Nuño Beltrán de Guzmán y Su Conquista

 

El "descubridor" del Noroeste de México es Nuño Beltrán de Guzmán. Según los españoles Nuño de Guzmán era en su época uno de los hombres más cultos, sin embargo, la historia lo exhibe como el "monstruo de la crueldad".

 

El 21 de diciembre de 1529, Nuño Beltrán de Guzmán lleno de ambición por superar las "conquistas" de su amigo Hernán Cortes, partió de la ciudad de México por el rumbo de Toluca e Ixtlahuaca hasta Tzinzintzan (Michoacan). Llegó a Ocotlán y a Tonalá (Jalisco) cometió infamias inenarrables y verdaderas atrocidades, incendiando pueblos y siguiendo hasta llegar a Tepic. En julio de 1530 llegó a Omitlán donde le escribió al rey para informarle de sus hazañas. Días después llegó a la región de Aztlán y, como era tiempo de lluvias, tuvo que acampar allí.

 

El 20 de septiembre cayó una fuerte tempestad que hizo crecer los ríos, inundó la zona y desquició las tiendas de los españoles. Más de mil indios que estaban enfermos de viruela murieron ahogados mientras los conquistadores apenas lograron escapar. A la inundación siguió una peste, y tanto españoles como indios enfermaron. Guzmán continuó su expedición y en el mes de noviembre de 1530 llegó al sur de Sinaloa, más exactamente a Chametla.

 

El descubrimiento y conquista de Sinaloa por los españoles no se verificó de una vez, como la de Anáhuac, sino en varias expediciones. La primera, que se hizo por tierra, fue capitaneada por Nuño Beltrán de Guzmán, Presidente de la Real Audiencia de México. Este hombre emprendedor, a la cabeza de 300 españoles y más de 6 000 indios auxiliares, salió de México el 21 de Diciembre de 1529; después de haber conquistado Michoacán, Jalisco y Nayarit, determina internarse más al norte hasta penetrar a Sinaloa.

 

A principios de 1531, Nuño Beltrán de Guzmán hace su entrada en la región de los

totorames y tras superar las dificultades que se le presentaron entre sus soldados por enfermedades y rebeliones, mas las inclemencias del tiempo y el encuentro con tribus hostiles, llega a Chametla en donde permanece algunos días. Según las narraciones, de ahí salió hacia el norte llegando a la provincia de Quezalá, a siete leguas de Chametla, tocando después el pueblo de los Frijoles, Piaxtla, La Sal y Navito, en las márgenes del Río San Lorenzo; de ahí continuaron hacia Quilá, después a un pueblo que llamaron Las Flechas, prosiguieron a Cuatro Barrios, Humaya, Colombo y Culiacán.

 

encabezada por Lope de Samaniego, que exploró la zona hasta el Río Petatlán,

devolviéndose por no haber encontrado pueblos grandes.
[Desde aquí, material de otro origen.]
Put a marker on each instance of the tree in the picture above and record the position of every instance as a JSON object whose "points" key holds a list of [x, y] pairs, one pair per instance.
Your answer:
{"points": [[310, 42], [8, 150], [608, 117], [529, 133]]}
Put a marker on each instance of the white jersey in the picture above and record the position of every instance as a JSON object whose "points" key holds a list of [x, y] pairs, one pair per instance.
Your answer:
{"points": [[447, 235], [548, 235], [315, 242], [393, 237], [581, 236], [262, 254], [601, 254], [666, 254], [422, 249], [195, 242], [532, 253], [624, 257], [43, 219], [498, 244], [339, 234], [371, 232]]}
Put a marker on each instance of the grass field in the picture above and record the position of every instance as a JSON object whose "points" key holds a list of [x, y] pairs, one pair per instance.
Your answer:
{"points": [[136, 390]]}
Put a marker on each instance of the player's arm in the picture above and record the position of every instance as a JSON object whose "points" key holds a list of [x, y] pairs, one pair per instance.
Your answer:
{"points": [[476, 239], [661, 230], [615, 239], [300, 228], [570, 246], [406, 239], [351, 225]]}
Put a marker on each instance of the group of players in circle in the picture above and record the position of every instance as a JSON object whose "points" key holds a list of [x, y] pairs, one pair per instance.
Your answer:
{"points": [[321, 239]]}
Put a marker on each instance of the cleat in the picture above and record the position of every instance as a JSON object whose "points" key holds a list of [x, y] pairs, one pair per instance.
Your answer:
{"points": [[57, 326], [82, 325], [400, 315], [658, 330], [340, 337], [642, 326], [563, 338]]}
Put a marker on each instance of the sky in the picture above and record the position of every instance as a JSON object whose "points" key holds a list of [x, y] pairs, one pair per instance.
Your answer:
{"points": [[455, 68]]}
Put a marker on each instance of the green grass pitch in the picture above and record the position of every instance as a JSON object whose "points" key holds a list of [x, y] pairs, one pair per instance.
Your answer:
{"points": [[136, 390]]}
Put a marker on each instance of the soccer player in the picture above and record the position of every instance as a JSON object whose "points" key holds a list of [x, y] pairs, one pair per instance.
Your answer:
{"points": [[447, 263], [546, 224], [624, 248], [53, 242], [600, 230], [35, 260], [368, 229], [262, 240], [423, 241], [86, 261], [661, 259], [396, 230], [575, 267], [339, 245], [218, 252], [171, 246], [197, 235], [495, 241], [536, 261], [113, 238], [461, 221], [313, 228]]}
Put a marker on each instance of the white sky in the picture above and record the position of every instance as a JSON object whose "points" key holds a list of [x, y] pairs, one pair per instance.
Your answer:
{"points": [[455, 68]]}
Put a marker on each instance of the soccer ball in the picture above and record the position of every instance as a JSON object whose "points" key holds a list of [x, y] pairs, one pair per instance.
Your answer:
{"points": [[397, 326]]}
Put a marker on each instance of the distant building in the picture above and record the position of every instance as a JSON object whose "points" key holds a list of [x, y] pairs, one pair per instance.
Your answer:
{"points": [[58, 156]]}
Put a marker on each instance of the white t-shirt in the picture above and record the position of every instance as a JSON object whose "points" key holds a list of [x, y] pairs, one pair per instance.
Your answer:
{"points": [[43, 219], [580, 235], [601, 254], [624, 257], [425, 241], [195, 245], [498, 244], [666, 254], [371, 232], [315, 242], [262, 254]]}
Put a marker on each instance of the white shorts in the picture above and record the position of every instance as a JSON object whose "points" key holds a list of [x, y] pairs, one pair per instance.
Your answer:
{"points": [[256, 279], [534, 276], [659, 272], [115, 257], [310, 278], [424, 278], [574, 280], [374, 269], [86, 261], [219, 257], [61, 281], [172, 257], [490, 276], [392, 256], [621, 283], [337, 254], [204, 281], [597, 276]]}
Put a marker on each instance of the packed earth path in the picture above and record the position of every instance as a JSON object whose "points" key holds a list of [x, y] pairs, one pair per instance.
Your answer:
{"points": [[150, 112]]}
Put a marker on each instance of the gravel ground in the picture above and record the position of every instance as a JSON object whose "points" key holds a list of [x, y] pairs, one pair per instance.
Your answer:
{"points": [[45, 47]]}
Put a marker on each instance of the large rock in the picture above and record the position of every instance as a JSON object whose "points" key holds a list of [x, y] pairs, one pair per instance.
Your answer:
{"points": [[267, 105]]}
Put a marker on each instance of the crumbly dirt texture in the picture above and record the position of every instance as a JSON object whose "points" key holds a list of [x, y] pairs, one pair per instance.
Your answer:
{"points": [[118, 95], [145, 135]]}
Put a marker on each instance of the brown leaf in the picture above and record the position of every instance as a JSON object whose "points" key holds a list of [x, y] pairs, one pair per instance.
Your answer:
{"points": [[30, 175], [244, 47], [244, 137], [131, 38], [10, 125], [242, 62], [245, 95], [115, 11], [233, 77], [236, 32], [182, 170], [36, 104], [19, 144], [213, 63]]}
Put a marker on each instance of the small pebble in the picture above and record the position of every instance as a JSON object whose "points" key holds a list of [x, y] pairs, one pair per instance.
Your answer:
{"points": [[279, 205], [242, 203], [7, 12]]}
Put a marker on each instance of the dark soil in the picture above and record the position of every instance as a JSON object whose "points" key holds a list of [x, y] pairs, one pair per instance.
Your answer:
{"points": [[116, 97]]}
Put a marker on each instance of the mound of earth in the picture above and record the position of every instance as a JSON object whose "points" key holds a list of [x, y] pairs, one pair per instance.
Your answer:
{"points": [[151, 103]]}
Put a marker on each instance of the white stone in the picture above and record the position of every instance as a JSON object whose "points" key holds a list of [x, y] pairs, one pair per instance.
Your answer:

La segunda comandada por Gonzalo López, quien cruzó la Sierra de Topia llegando hasta la región del Río Nazas desde donde se regresó por no haber encontrado un paso que conectara las costas sinaloenses con Tampico.

 

Nuño Beltrán de Guzmán lo siguió, pero sintiéndose enfermo se regresó a Los Guamúchiles donde esperó al Capitán Gonzalo López, regresándose a Culiacán la semana de Pascua de 1531, ahí, decide fundar una Villa para proteger el territorio conquistado y la establece en el lugar que actualmente se encuentra el pueblo de Navito, denominándolo San Miguel, estableciendo un gobierno de carácter militar bajo las órdenes de Diego de Proaño e iniciando el repartimiento de tierras entre los soldados que deciden quedarse en la región. La Villa no perduró mucho tiempo y se cambió al lugar que actualmente ocupa la ciudad de Culiacán.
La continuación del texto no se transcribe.